If you are a programmer and want to start doing some 'real' math stuff, your approach is fine.

Conversely if you are a mathematician (or at least someone whose math fundamentals are well established) then too to start by getting your hands dirty with coding up some paper-pen/chalk-blackboard math into a system is a good goal and python is as good a language for this as any.

The system sage http://www.sagemath.org/ does some serious math with python as glue.

However if your boys are new to both math and programming, you are doing them a disservice by mixing the two using python.

The problem is that python is an imperative language and uses the '=' sign for assignment.  In math of course '=' stands for equality.

Now these two usages of '=' are both center-stage and completely different:
- the math = is by definition symmetric -- we can replace x=y by y=x.
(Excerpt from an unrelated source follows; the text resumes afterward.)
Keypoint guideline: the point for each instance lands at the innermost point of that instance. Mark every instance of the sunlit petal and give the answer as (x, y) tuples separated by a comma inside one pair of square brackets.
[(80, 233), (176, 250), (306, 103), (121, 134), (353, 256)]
Whereas in programming we can never replace x=1 by 1=x
- More significantly and dangerously the programming var=rhs has a timing element and in fact introduces a basic notion of a 'unit of computation', --the statement -- a notion completely absent from the math something=somethingElse

Now one word or signifier meaning different things -- a pun -- is not necessarily bad. To the extent that we humans have more entities to deal with than ready words its even inevitable.  Just yesterday there was a discussion about whether 'python' is a TV comic character or a snake, pike a fish or a poker.  I think these are relatively harmless.

However with '=' in math and programming, the two are too different to be equated(!!) and too close to be separated.
Because after the programming statement var = lhs
the math predicate var = lhs is typically true.

But then what happens with something like this?  x = x+1
For a programmer this is common daily fare.
For a mathematician its an impossibility.

So I suggest you try it (x=x+1) on your boys.
If they think its ok, youve damaged their mathematical acumen
If not, they've yet to begin programming.
If they can answer to the effect that in some contexts its natural and in some not then of course they are very mature and/or geniuses.

I should mention that John Backus, the creator of the first hi-level language and a Turing award winner, more or less said that the assignment is the single biggest problem why programming languages are in such a mess:
http://www.thocp.net/biographies/papers/backus_turingaward_lecture.pdf

Having said that, I also need to say that most programmers dont agree with that.
The minority that do, would earlier be called 'declarative-devotees'; nowadays the fashionable term is functional programming.
My own rather fringe minority position is that Backus et al are right in denouncing the assignment. However so far the attempts at practically  realizing this smack of throwing out the baby with the bathwater.

So for the time being, languages like python remain eminently practical.
Its just that they are not so good for building kids' theoretical foundations -- especially of a mathematical sort.